Gutcher Ilona, Becher Burkhard
Neuroimmunology Unit, Neurology Clinic, University of Zurich, Y44J7 Winterthurerstrasse 190, Zurich 8057, Switzerland.
J Clin Invest. 2007 May;117(5):1119-27. doi: 10.1172/JCI31720.

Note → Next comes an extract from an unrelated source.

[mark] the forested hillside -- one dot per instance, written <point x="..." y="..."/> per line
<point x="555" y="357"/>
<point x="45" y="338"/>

T cell-mediated autoimmune diseases such as multiple sclerosis and rheumatoid arthritis are driven by autoaggressive Th cells. The pathogenicity of such Th cells has, in the past, been considered to be dictated by their cytokine polarization profile. The polarization of such effector T cells relies critically upon the actions of cytokines secreted by APCs. While Th1 polarization has long been associated with the pathogenesis of autoimmune diseases, recent data obtained in gene-targeted mice and the discovery of Th17 cell involvement in autoimmunity conflict with this hypothesis. In light of these recent developments, we discuss in this review the actions of APC-derived cytokines and their emerging roles in T cell polarization in the context of autoimmune inflammatory responses.
诸如多发性硬化症和类风湿性关节炎等T细胞介导的自身免疫性疾病是由自身攻击性Th细胞驱动的。过去,此类Th细胞的致病性被认为取决于其细胞因子极化谱。这类效应T细胞的极化严重依赖于抗原呈递细胞(APC)分泌的细胞因子的作用。虽然Th1极化长期以来一直与自身免疫性疾病的发病机制相关,但在基因敲除小鼠中获得的最新数据以及Th17细胞参与自身免疫的发现与这一假设相矛盾。鉴于这些最新进展,我们在本综述中讨论了APC衍生的细胞因子的作用及其在自身免疫性炎症反应背景下在T细胞极化中的新作用。